Abstract

Fuel cell electric buses (FCBs) have proven to be a technically viable solution for transportation, owing to various advantages, such as reliability, simplicity, better energy efficiency, and quietness of operation. However, large-scale adoption of FCBs is hindered by the lack of extensive and structured infrastructure and the high cost of clean hydrogen. Many studies agree that one of the significant contributors to the lack of competitiveness of green hydrogen is the cost of electricity for its production, followed by transportation costs. On the one hand, to reduce the investment cost of the electrolyzer, high operating hours should be achieved; on the other, as the number of operating hours decreases, the impact of the electricity costs declines.
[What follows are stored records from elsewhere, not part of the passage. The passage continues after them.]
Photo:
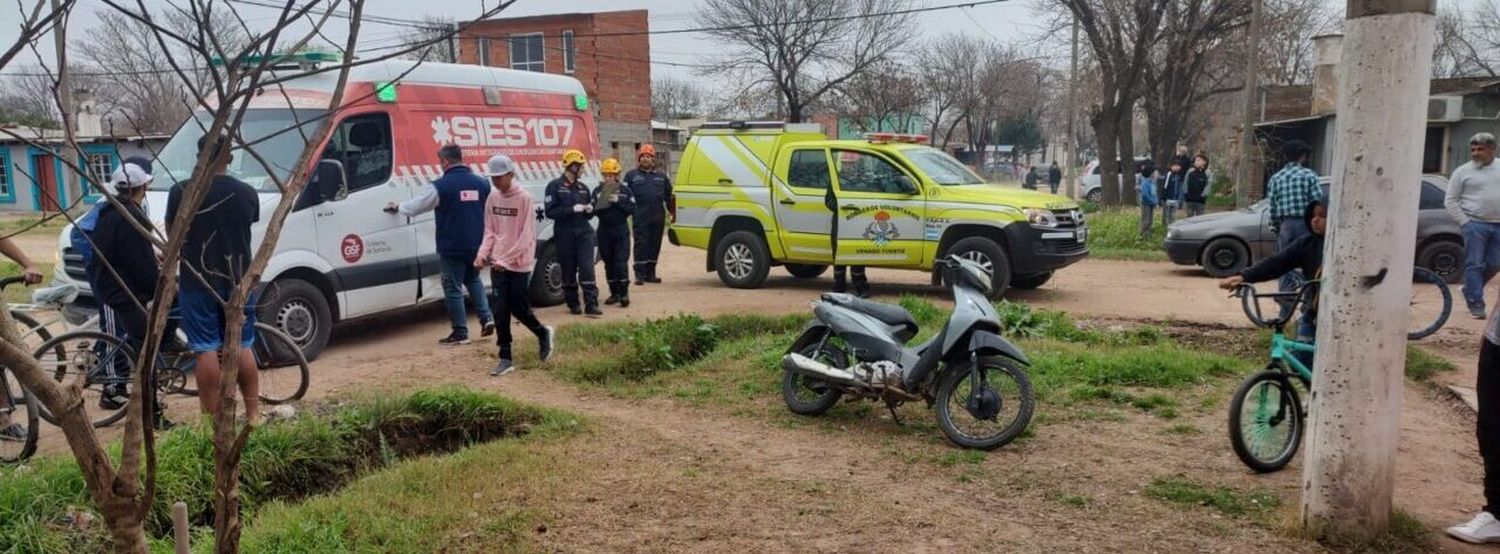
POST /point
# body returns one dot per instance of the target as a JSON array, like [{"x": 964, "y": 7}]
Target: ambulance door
[
  {"x": 372, "y": 252},
  {"x": 881, "y": 210},
  {"x": 800, "y": 210}
]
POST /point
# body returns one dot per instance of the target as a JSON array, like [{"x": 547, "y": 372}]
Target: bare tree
[
  {"x": 804, "y": 48},
  {"x": 675, "y": 98},
  {"x": 429, "y": 41}
]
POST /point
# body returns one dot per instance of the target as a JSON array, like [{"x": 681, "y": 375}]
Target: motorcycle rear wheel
[
  {"x": 1014, "y": 409},
  {"x": 810, "y": 397}
]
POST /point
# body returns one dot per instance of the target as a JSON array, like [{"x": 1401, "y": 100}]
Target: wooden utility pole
[
  {"x": 1073, "y": 117},
  {"x": 1349, "y": 472},
  {"x": 1247, "y": 123}
]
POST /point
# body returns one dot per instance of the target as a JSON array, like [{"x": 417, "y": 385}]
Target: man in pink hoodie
[{"x": 510, "y": 249}]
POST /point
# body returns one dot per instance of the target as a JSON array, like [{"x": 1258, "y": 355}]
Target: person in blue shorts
[{"x": 216, "y": 254}]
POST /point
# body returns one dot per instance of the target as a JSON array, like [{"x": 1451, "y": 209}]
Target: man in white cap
[{"x": 510, "y": 251}]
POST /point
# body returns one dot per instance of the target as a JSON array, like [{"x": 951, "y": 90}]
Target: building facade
[{"x": 608, "y": 51}]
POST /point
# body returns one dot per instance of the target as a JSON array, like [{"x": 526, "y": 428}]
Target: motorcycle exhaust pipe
[{"x": 821, "y": 371}]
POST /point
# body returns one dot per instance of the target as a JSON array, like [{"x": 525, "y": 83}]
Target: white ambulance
[{"x": 341, "y": 255}]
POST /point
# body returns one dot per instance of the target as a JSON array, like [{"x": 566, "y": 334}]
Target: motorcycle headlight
[{"x": 1041, "y": 218}]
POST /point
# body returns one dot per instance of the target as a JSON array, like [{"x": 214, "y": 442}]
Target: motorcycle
[{"x": 974, "y": 376}]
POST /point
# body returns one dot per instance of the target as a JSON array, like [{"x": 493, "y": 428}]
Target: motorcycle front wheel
[
  {"x": 810, "y": 397},
  {"x": 989, "y": 415}
]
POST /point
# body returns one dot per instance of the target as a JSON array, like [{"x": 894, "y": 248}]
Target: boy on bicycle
[{"x": 1307, "y": 254}]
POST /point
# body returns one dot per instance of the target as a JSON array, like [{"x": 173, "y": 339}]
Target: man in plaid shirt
[{"x": 1289, "y": 192}]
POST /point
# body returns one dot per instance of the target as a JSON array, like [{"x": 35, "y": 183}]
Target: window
[
  {"x": 101, "y": 165},
  {"x": 809, "y": 170},
  {"x": 363, "y": 144},
  {"x": 527, "y": 53},
  {"x": 860, "y": 171}
]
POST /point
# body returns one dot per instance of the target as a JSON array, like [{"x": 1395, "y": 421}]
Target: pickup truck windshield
[
  {"x": 941, "y": 167},
  {"x": 273, "y": 135}
]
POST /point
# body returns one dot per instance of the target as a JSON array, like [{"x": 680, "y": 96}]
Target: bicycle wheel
[
  {"x": 1431, "y": 304},
  {"x": 284, "y": 370},
  {"x": 18, "y": 419},
  {"x": 95, "y": 359},
  {"x": 1265, "y": 421}
]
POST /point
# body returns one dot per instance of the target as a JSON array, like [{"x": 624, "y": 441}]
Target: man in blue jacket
[{"x": 458, "y": 198}]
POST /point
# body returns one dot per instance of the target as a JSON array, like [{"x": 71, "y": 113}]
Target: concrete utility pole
[
  {"x": 1247, "y": 123},
  {"x": 1349, "y": 472},
  {"x": 1073, "y": 117}
]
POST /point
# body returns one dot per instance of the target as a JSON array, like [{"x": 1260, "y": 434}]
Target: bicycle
[{"x": 1266, "y": 418}]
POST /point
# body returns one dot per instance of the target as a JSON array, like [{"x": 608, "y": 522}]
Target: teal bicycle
[{"x": 1266, "y": 418}]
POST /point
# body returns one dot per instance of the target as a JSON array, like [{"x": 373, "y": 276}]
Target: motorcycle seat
[{"x": 888, "y": 314}]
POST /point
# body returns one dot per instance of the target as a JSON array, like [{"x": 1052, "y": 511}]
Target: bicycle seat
[
  {"x": 888, "y": 314},
  {"x": 56, "y": 296}
]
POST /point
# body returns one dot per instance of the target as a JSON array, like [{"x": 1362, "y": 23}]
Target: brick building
[{"x": 608, "y": 51}]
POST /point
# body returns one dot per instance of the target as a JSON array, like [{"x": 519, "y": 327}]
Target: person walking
[
  {"x": 1197, "y": 191},
  {"x": 614, "y": 206},
  {"x": 1289, "y": 192},
  {"x": 510, "y": 251},
  {"x": 1473, "y": 200},
  {"x": 458, "y": 198},
  {"x": 570, "y": 206},
  {"x": 1146, "y": 192},
  {"x": 215, "y": 255},
  {"x": 651, "y": 189}
]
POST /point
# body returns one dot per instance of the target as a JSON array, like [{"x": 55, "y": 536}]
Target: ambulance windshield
[
  {"x": 270, "y": 132},
  {"x": 941, "y": 167}
]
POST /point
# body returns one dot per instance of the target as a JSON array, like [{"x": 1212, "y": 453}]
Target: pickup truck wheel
[
  {"x": 546, "y": 280},
  {"x": 992, "y": 257},
  {"x": 1224, "y": 257},
  {"x": 806, "y": 272},
  {"x": 743, "y": 260},
  {"x": 299, "y": 310},
  {"x": 1031, "y": 281}
]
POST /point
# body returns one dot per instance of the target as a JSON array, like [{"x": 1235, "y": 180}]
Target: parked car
[
  {"x": 1089, "y": 183},
  {"x": 1227, "y": 242}
]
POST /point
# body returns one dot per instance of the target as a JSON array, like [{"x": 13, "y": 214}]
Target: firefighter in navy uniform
[
  {"x": 651, "y": 189},
  {"x": 570, "y": 206},
  {"x": 614, "y": 206}
]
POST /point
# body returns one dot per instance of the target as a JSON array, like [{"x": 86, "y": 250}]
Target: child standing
[
  {"x": 510, "y": 249},
  {"x": 1146, "y": 191},
  {"x": 614, "y": 206}
]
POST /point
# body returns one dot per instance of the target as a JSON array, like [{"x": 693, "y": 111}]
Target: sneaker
[
  {"x": 1479, "y": 530},
  {"x": 14, "y": 433},
  {"x": 546, "y": 343}
]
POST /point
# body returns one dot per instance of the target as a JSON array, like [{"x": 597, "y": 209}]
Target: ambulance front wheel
[{"x": 743, "y": 260}]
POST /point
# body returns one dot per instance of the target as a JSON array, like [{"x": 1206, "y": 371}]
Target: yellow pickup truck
[{"x": 753, "y": 195}]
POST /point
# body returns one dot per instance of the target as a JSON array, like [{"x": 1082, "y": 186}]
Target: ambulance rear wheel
[
  {"x": 743, "y": 260},
  {"x": 546, "y": 281}
]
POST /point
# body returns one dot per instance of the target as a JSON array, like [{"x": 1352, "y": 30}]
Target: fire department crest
[{"x": 882, "y": 230}]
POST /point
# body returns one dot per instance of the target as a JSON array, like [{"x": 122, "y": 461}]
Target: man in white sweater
[{"x": 1473, "y": 200}]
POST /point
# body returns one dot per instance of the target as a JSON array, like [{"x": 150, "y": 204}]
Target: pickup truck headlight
[{"x": 1041, "y": 218}]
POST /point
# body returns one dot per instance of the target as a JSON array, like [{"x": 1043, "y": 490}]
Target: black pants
[
  {"x": 614, "y": 248},
  {"x": 1488, "y": 424},
  {"x": 510, "y": 298},
  {"x": 648, "y": 245},
  {"x": 576, "y": 257}
]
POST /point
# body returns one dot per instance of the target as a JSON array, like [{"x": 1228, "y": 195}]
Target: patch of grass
[
  {"x": 1223, "y": 499},
  {"x": 1421, "y": 365}
]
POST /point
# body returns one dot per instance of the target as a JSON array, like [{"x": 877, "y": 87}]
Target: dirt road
[{"x": 1439, "y": 470}]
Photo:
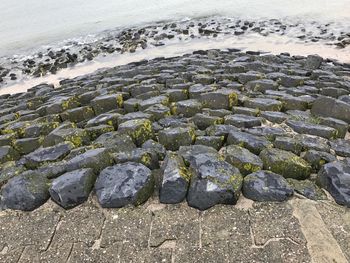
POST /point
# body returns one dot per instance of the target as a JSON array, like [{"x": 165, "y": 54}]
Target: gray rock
[
  {"x": 335, "y": 178},
  {"x": 173, "y": 138},
  {"x": 265, "y": 186},
  {"x": 72, "y": 188},
  {"x": 241, "y": 158},
  {"x": 213, "y": 182},
  {"x": 25, "y": 192},
  {"x": 330, "y": 107},
  {"x": 285, "y": 163},
  {"x": 49, "y": 154},
  {"x": 124, "y": 184},
  {"x": 176, "y": 178}
]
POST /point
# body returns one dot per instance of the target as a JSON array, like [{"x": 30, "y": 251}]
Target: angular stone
[
  {"x": 213, "y": 182},
  {"x": 123, "y": 184},
  {"x": 335, "y": 178},
  {"x": 173, "y": 138},
  {"x": 45, "y": 155},
  {"x": 274, "y": 116},
  {"x": 175, "y": 181},
  {"x": 242, "y": 121},
  {"x": 27, "y": 145},
  {"x": 190, "y": 153},
  {"x": 104, "y": 119},
  {"x": 263, "y": 104},
  {"x": 219, "y": 99},
  {"x": 77, "y": 137},
  {"x": 72, "y": 188},
  {"x": 96, "y": 159},
  {"x": 288, "y": 144},
  {"x": 187, "y": 108},
  {"x": 263, "y": 186},
  {"x": 155, "y": 147},
  {"x": 25, "y": 192},
  {"x": 215, "y": 142},
  {"x": 307, "y": 189},
  {"x": 104, "y": 103},
  {"x": 7, "y": 153},
  {"x": 143, "y": 156},
  {"x": 78, "y": 114},
  {"x": 285, "y": 163},
  {"x": 312, "y": 129},
  {"x": 115, "y": 142},
  {"x": 341, "y": 147},
  {"x": 241, "y": 158},
  {"x": 139, "y": 130},
  {"x": 330, "y": 107},
  {"x": 253, "y": 143},
  {"x": 203, "y": 121}
]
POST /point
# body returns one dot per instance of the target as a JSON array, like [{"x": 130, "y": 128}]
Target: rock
[
  {"x": 155, "y": 147},
  {"x": 263, "y": 104},
  {"x": 313, "y": 62},
  {"x": 213, "y": 182},
  {"x": 173, "y": 138},
  {"x": 242, "y": 121},
  {"x": 175, "y": 181},
  {"x": 139, "y": 130},
  {"x": 266, "y": 186},
  {"x": 187, "y": 108},
  {"x": 27, "y": 145},
  {"x": 215, "y": 142},
  {"x": 96, "y": 159},
  {"x": 115, "y": 142},
  {"x": 330, "y": 107},
  {"x": 307, "y": 189},
  {"x": 219, "y": 99},
  {"x": 285, "y": 163},
  {"x": 312, "y": 129},
  {"x": 104, "y": 103},
  {"x": 241, "y": 158},
  {"x": 45, "y": 155},
  {"x": 25, "y": 192},
  {"x": 341, "y": 147},
  {"x": 335, "y": 178},
  {"x": 190, "y": 153},
  {"x": 72, "y": 188},
  {"x": 203, "y": 121},
  {"x": 146, "y": 157},
  {"x": 253, "y": 143},
  {"x": 123, "y": 184},
  {"x": 77, "y": 137},
  {"x": 78, "y": 114},
  {"x": 7, "y": 153}
]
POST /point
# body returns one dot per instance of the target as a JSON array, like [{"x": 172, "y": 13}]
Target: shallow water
[
  {"x": 271, "y": 44},
  {"x": 26, "y": 24}
]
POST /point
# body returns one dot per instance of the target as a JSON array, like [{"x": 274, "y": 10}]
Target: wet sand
[{"x": 271, "y": 44}]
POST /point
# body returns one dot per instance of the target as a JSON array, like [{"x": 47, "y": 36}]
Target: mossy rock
[{"x": 285, "y": 163}]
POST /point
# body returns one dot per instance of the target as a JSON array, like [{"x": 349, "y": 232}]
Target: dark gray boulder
[
  {"x": 266, "y": 186},
  {"x": 72, "y": 188},
  {"x": 335, "y": 178},
  {"x": 25, "y": 192},
  {"x": 176, "y": 178},
  {"x": 97, "y": 159},
  {"x": 124, "y": 184},
  {"x": 49, "y": 154},
  {"x": 213, "y": 182},
  {"x": 330, "y": 107}
]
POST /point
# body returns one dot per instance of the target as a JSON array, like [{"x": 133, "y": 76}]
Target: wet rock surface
[{"x": 194, "y": 125}]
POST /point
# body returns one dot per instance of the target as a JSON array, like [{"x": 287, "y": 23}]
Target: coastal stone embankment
[
  {"x": 206, "y": 127},
  {"x": 70, "y": 53}
]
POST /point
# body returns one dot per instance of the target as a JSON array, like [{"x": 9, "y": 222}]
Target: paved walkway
[{"x": 297, "y": 231}]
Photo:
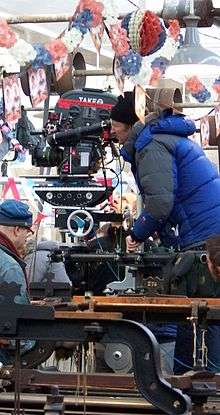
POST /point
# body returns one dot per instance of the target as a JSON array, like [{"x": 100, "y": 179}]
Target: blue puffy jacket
[{"x": 178, "y": 183}]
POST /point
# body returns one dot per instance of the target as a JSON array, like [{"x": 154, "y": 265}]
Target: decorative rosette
[
  {"x": 152, "y": 34},
  {"x": 43, "y": 56},
  {"x": 160, "y": 63},
  {"x": 197, "y": 89},
  {"x": 7, "y": 36},
  {"x": 125, "y": 22},
  {"x": 134, "y": 27},
  {"x": 110, "y": 12},
  {"x": 88, "y": 14},
  {"x": 216, "y": 85},
  {"x": 119, "y": 39},
  {"x": 23, "y": 52},
  {"x": 72, "y": 39},
  {"x": 57, "y": 49},
  {"x": 130, "y": 63}
]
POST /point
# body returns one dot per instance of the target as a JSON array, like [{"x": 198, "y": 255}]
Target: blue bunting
[
  {"x": 43, "y": 56},
  {"x": 202, "y": 95},
  {"x": 83, "y": 21}
]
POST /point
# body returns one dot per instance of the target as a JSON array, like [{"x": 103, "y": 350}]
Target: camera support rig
[{"x": 21, "y": 322}]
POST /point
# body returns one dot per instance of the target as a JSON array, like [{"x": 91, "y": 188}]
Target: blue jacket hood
[{"x": 167, "y": 123}]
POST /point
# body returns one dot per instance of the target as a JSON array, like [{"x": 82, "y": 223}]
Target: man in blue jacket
[
  {"x": 178, "y": 184},
  {"x": 15, "y": 226}
]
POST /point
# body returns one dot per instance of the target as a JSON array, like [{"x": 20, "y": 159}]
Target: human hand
[{"x": 131, "y": 245}]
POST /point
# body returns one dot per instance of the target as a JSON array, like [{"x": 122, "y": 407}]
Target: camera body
[{"x": 74, "y": 141}]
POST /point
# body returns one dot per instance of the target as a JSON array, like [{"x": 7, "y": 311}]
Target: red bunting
[
  {"x": 11, "y": 185},
  {"x": 40, "y": 216}
]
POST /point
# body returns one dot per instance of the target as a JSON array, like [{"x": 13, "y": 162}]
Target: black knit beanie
[{"x": 124, "y": 110}]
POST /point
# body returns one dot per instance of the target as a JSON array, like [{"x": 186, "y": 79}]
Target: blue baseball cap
[{"x": 15, "y": 213}]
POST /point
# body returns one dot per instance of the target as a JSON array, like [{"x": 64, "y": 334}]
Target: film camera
[{"x": 74, "y": 141}]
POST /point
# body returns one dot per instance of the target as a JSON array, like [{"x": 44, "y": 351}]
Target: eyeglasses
[{"x": 28, "y": 229}]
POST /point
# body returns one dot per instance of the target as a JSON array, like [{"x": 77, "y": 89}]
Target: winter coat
[
  {"x": 178, "y": 183},
  {"x": 12, "y": 271},
  {"x": 39, "y": 264}
]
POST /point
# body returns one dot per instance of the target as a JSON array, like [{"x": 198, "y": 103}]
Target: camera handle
[{"x": 81, "y": 218}]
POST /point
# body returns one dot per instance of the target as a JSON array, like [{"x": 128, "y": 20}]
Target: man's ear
[{"x": 16, "y": 230}]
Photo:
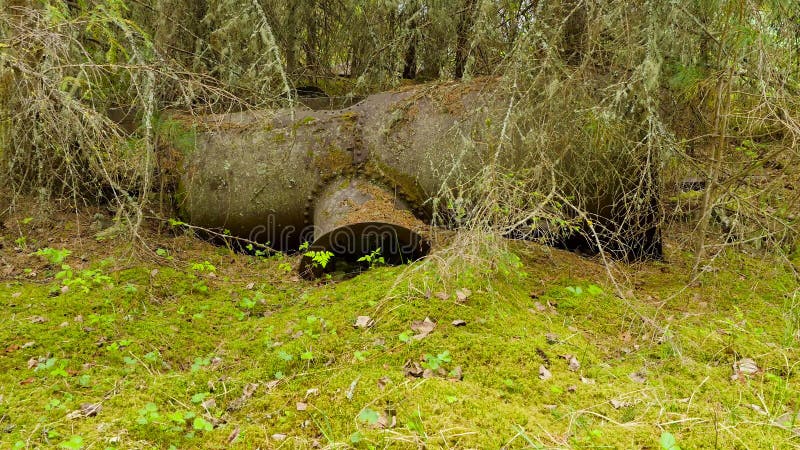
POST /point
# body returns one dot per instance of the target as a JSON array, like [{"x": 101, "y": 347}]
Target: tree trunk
[
  {"x": 463, "y": 37},
  {"x": 575, "y": 31}
]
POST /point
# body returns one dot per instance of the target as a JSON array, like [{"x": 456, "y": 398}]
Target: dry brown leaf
[
  {"x": 423, "y": 328},
  {"x": 234, "y": 434},
  {"x": 383, "y": 382},
  {"x": 363, "y": 322},
  {"x": 617, "y": 404},
  {"x": 412, "y": 369},
  {"x": 574, "y": 364},
  {"x": 247, "y": 392},
  {"x": 87, "y": 410},
  {"x": 638, "y": 377},
  {"x": 456, "y": 374}
]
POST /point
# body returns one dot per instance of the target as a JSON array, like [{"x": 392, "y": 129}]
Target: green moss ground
[{"x": 163, "y": 337}]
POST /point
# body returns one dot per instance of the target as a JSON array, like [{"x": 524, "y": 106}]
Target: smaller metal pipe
[{"x": 354, "y": 217}]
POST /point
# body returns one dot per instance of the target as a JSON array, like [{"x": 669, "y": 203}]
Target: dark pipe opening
[{"x": 345, "y": 248}]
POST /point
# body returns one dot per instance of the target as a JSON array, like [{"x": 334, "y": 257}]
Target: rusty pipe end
[{"x": 354, "y": 218}]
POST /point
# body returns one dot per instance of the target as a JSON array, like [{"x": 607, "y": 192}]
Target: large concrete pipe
[
  {"x": 271, "y": 176},
  {"x": 353, "y": 218}
]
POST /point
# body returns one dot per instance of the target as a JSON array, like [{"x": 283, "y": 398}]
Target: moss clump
[{"x": 237, "y": 342}]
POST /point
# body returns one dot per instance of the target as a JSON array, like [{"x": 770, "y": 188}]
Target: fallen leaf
[
  {"x": 387, "y": 420},
  {"x": 574, "y": 364},
  {"x": 247, "y": 392},
  {"x": 352, "y": 388},
  {"x": 789, "y": 421},
  {"x": 87, "y": 410},
  {"x": 234, "y": 434},
  {"x": 412, "y": 369},
  {"x": 364, "y": 322},
  {"x": 638, "y": 377},
  {"x": 745, "y": 366},
  {"x": 312, "y": 391},
  {"x": 383, "y": 382},
  {"x": 617, "y": 404},
  {"x": 423, "y": 328}
]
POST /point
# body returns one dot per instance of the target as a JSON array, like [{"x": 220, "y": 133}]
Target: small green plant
[
  {"x": 374, "y": 259},
  {"x": 668, "y": 441},
  {"x": 22, "y": 242},
  {"x": 435, "y": 362},
  {"x": 73, "y": 443},
  {"x": 53, "y": 256},
  {"x": 320, "y": 258},
  {"x": 148, "y": 414},
  {"x": 258, "y": 252},
  {"x": 369, "y": 416},
  {"x": 197, "y": 269},
  {"x": 199, "y": 363},
  {"x": 83, "y": 280},
  {"x": 405, "y": 336}
]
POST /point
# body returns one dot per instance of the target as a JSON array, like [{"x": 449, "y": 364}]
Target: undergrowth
[{"x": 201, "y": 349}]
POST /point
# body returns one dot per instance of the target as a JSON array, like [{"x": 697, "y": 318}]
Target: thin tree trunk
[{"x": 463, "y": 37}]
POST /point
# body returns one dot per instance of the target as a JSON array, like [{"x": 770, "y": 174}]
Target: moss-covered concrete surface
[{"x": 186, "y": 345}]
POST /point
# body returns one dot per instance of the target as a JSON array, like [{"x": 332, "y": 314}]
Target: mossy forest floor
[{"x": 188, "y": 345}]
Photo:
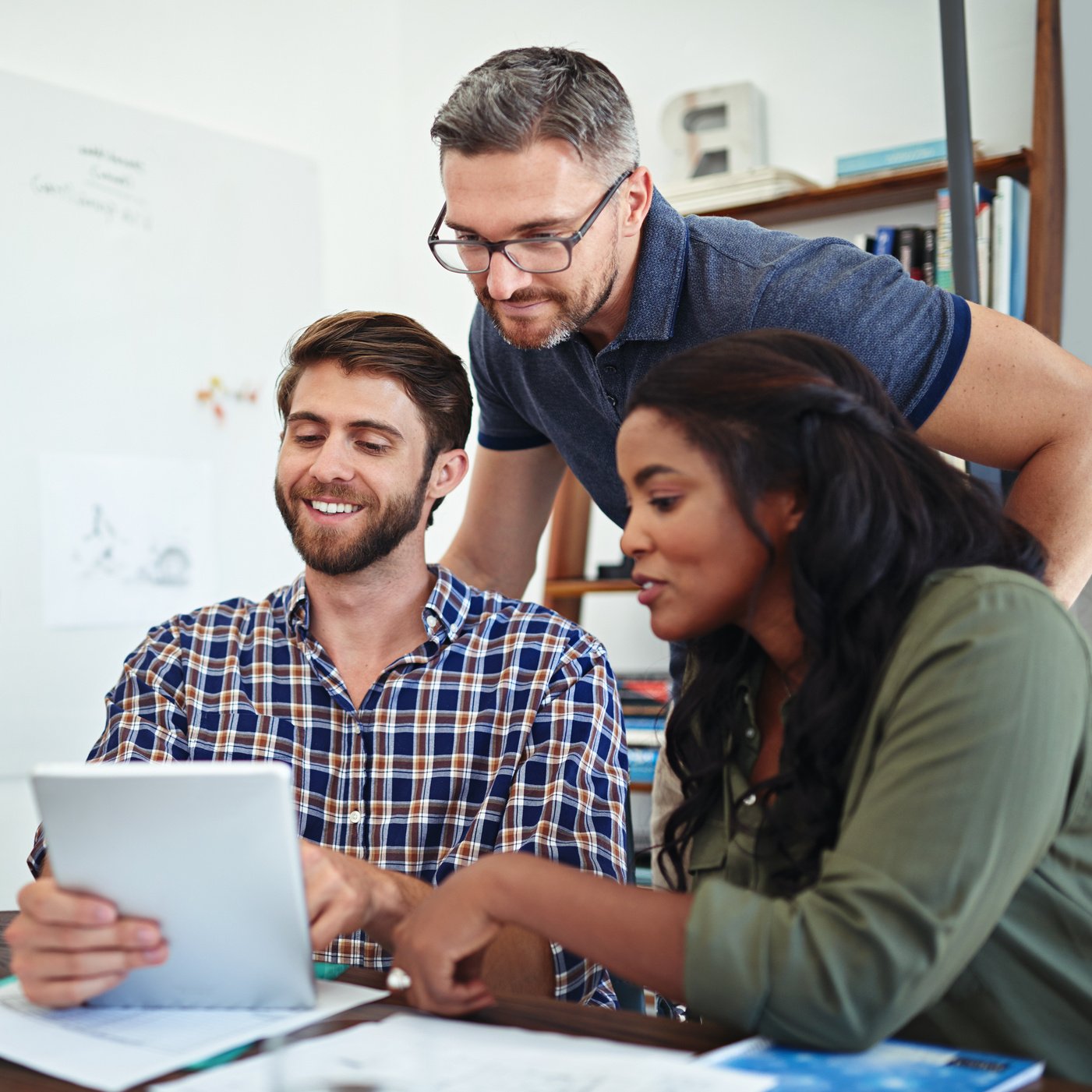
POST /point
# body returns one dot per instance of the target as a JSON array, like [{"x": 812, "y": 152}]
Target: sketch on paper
[{"x": 125, "y": 539}]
This paper presents an innovative algorithm for a scalable hydrogen refuelling station (HRS) capable of successfully matching and identifying the most cost-efficient levelized cost of hydrogen (LCOH) produced via electrolysis and connected to the grid, based on the HRS components' cost curves and the hourly average electricity price profile. The objective is to identify the least-cost range of LCOH by considering both the electric energy and the investment costs associated with a hydrogen demand given by different FCB sizes and electrolyzer rated powers. In addition, sensitivity analyses have been conducted to quantify the technology cost margins, and a cost comparison between the refuelling of an FCB fleet and the recharging infrastructure required for an equivalent fleet of Battery Electric Buse (BEB) has been performed. An LCOH of around 10.5 €/kg varying from 12 €/kg (2 FCB) to 10.2 €/kg (30 FCB) has been found for the best-optimized configurations. The final major conclusion of this paper is that FCB technology is currently not economically competitive. Still, a cost contraction of the electric energy price and the electrolyzer capital investment would lead to a 50% decrease in the LCOH. Furthermore, increasing renewable energies into the grid may shift the electricity cost curve, resulting in higher prices when the BEB recharging demand is more significant. This impact, in addition to the peak power load and longer recharging times, might contribute to bridging the gap with FCBs.